Notó un leve rumor a su lado y, al volverse, vio que la inspectora de detectives Kate Miskin estaba mirando, pero no al cadáver, sino a él.

En seguida apartó la vista, pero no antes de que él hubiera detectado, con disgusto, una expresión de grave y casi maternal solicitud. Inquirió con aspereza:

– ¿Y bien, inspectora?

– Parece evidente, señor, que se trata de un asesinato seguido por suicidio. La clásica serie de heridas infligidas por la misma persona: tres cortes, dos como intento y el tercero que llega hasta la tráquea. -Y añadió-: Podría utilizarse como ilustración en un libro de texto de medicina forense.

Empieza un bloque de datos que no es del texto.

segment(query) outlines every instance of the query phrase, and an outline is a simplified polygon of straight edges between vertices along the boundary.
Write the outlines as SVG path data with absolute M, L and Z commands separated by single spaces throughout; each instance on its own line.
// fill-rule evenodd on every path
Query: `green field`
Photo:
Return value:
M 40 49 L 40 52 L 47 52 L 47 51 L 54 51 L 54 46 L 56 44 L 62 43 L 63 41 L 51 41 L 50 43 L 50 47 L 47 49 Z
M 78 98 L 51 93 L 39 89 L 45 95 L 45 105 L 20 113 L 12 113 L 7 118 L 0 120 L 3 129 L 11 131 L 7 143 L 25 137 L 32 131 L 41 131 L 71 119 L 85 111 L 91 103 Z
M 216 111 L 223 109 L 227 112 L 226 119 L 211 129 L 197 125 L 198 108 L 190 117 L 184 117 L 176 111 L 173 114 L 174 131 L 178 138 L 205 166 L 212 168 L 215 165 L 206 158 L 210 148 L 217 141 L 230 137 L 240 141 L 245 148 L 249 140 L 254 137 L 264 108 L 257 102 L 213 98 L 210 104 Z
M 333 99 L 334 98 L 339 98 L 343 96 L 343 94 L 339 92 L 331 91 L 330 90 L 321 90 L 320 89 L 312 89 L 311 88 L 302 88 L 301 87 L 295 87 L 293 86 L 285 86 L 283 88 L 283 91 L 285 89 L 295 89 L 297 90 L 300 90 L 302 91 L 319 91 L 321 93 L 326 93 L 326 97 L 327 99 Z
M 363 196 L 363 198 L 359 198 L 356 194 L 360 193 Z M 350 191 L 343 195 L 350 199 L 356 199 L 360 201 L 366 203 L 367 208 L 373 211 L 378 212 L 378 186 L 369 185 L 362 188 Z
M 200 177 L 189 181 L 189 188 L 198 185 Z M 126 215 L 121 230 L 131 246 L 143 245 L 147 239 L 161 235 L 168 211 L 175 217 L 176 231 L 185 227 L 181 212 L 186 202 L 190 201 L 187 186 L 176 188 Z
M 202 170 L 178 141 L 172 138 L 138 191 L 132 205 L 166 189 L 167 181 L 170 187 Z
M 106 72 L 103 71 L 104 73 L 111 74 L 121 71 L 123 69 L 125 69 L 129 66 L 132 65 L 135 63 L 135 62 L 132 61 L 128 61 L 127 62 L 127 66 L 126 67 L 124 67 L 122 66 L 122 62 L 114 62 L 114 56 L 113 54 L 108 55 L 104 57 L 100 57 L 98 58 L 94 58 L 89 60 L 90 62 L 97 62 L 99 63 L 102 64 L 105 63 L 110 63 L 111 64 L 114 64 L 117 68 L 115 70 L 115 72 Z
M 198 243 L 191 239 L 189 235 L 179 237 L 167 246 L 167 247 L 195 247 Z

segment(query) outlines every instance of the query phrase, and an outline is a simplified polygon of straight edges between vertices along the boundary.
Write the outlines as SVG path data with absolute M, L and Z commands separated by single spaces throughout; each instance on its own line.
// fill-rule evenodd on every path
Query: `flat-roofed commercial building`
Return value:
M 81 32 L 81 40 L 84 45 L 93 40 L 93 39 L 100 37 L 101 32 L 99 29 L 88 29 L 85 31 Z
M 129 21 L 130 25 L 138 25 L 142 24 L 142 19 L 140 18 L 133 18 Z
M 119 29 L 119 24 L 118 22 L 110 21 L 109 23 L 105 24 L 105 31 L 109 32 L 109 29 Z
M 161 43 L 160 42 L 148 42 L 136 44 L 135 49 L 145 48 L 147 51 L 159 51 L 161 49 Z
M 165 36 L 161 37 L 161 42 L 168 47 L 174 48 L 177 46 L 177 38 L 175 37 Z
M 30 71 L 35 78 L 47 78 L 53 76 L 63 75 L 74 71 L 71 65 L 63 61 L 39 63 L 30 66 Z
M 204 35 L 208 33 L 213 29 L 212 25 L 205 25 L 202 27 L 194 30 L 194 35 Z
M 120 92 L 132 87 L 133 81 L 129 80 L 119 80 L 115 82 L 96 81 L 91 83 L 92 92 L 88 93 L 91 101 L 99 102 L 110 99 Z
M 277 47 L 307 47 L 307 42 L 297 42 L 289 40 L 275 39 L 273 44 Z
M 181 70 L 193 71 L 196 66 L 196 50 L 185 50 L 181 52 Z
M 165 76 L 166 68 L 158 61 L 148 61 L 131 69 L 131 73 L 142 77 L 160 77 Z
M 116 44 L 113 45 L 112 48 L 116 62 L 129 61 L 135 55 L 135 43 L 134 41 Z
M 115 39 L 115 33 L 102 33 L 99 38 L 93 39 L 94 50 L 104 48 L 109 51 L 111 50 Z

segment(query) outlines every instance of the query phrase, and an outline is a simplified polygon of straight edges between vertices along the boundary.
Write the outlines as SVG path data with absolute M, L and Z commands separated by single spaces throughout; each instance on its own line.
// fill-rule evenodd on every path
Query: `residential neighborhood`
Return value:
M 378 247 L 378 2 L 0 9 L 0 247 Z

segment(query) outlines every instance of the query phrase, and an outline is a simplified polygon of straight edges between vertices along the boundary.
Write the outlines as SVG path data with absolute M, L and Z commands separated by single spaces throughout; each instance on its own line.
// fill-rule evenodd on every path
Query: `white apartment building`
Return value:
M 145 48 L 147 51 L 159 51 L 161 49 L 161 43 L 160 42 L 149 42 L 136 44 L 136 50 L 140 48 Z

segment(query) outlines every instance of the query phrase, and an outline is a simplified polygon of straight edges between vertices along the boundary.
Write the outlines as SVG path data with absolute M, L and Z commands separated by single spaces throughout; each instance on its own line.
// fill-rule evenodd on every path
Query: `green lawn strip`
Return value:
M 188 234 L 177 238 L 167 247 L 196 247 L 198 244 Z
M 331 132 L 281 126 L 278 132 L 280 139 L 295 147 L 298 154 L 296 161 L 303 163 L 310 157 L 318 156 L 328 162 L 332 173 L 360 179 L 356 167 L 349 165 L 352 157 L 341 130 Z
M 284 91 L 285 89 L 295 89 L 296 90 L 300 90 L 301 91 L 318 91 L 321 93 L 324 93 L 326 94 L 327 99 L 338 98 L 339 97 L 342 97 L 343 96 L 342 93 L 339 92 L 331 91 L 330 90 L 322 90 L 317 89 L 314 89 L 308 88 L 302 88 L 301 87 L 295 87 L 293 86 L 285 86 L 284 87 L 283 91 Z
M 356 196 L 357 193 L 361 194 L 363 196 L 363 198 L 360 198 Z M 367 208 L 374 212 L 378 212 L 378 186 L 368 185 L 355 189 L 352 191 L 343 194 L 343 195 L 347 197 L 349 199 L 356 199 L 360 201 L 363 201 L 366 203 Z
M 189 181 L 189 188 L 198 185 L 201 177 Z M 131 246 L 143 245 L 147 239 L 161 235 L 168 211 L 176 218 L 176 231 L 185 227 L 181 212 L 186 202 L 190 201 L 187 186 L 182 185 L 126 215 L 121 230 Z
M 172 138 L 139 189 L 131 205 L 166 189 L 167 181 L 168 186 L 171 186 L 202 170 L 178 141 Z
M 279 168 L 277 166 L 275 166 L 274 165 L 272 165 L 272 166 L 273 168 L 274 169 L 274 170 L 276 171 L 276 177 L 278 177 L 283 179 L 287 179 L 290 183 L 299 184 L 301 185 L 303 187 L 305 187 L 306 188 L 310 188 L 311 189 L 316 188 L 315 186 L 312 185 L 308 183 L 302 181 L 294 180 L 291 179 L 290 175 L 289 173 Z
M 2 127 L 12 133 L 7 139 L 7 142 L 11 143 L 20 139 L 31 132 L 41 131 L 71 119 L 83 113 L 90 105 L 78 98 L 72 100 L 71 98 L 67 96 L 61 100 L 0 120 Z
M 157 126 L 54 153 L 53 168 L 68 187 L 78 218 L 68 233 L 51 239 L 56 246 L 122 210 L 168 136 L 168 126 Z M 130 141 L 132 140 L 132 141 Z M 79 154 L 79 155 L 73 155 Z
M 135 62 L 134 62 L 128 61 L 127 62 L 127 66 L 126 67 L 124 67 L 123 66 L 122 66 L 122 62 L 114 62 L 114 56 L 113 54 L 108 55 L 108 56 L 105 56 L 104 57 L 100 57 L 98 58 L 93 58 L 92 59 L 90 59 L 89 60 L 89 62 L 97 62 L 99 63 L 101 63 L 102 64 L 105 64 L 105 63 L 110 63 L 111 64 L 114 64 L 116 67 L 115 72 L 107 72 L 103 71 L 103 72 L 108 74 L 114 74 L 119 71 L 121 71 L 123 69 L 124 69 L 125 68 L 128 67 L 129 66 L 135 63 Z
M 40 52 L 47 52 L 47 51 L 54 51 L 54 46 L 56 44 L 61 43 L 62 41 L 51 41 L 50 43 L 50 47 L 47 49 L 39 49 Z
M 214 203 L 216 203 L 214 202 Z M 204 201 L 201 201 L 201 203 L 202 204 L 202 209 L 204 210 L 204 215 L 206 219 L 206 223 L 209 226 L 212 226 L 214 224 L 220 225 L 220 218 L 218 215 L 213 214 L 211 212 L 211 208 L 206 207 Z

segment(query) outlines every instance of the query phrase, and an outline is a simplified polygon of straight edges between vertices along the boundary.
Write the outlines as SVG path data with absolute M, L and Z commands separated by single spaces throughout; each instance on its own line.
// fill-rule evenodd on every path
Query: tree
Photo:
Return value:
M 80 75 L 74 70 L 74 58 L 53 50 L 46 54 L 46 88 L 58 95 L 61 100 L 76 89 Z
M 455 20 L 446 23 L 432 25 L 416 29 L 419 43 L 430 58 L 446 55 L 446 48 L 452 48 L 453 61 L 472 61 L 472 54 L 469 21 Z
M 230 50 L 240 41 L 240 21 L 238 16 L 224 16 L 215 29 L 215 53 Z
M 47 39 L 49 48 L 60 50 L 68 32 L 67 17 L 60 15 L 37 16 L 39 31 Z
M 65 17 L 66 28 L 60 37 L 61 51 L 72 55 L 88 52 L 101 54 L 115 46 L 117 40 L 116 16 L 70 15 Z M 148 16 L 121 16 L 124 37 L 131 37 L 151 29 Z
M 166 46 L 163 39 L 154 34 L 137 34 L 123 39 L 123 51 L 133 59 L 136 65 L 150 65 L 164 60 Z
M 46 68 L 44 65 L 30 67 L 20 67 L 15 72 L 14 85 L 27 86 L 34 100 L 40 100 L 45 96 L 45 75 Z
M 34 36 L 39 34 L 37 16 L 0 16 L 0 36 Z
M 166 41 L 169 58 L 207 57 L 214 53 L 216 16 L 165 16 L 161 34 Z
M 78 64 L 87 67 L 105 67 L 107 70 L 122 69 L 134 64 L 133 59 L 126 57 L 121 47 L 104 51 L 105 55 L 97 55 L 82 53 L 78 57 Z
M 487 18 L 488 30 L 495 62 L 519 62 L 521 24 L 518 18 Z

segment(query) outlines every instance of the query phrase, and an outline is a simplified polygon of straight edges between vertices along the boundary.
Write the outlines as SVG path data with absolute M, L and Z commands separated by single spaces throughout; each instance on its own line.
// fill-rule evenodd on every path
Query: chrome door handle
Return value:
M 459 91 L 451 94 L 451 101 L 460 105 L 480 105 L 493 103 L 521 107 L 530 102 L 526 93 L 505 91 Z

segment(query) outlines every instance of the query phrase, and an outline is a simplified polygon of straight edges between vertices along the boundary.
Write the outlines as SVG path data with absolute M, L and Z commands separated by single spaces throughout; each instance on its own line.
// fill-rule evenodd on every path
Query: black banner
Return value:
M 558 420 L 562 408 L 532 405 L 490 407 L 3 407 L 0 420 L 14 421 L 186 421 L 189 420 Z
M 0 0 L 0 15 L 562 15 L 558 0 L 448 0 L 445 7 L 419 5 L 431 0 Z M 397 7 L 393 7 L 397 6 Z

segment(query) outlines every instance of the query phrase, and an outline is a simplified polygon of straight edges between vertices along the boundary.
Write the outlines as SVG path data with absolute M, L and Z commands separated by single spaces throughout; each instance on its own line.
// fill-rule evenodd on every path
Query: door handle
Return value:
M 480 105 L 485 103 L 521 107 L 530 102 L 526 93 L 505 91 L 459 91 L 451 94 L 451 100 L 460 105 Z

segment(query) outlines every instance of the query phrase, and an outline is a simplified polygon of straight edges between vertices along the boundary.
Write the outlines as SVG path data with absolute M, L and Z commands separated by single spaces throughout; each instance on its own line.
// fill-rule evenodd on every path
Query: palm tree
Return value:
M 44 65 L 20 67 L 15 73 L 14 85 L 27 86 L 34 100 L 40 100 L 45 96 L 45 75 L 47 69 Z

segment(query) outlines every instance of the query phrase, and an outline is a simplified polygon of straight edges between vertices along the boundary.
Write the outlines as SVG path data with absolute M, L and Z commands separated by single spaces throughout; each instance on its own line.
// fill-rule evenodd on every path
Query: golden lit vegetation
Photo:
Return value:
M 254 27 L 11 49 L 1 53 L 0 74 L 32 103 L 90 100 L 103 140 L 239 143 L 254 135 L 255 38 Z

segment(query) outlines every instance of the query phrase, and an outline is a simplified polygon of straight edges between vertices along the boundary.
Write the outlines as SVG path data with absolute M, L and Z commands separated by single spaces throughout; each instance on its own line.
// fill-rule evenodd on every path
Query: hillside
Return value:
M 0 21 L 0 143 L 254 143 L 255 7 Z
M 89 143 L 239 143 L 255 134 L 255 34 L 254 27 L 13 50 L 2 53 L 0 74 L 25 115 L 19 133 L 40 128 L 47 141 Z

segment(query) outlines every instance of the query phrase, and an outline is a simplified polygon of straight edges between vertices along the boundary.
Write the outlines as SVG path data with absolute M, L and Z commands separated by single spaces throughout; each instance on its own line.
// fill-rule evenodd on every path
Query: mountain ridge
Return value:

– No es difícil reconocer lo evidente -repuso él-. Sin embargo, es aconsejable una mayor lentitud para creerlo. Quiero que usted comunique la noticia a su familia. La dirección es el número sesenta y dos de Campden Hill Square. Allí están la esposa y una madre ya anciana, lady Ursula Berowne, así como una especie de ama de llaves. Utilice su discreción para averiguar cuál es la más indicada para recibir el primer golpe. Y llévese consigo un agente. Cuando la noticia corra, es posible que les importunen y necesiten protección.

– Sí, señor.

No mostró ningún resentimiento al recibir la orden de retirarse del escenario. Sabía que la tarea de llevar la noticia no era ningún encargo rutinario, que no la habían elegido a ella simplemente por tratarse de la única mujer del equipo y considerar él que se trataba de una misión propia de mujeres. En realidad, ella daría la noticia con tacto, discreción e incluso compasión. Dios sabía que había tenido suficiente práctica en sus diez años en la policía. Sin embargo, no dejaría de traicionar el dolor de los demás, acechando y escuchando, incluso mientras pronunciara las palabras formales de su pésame, el más leve parpadeo, cualquier tensión de las manos y de los músculos faciales, esperando la palabra imprudente, o cualquier otro signo de que, para alguna persona de aquella casa de Campden Hill Square, la noticia pudiera no ser una novedad.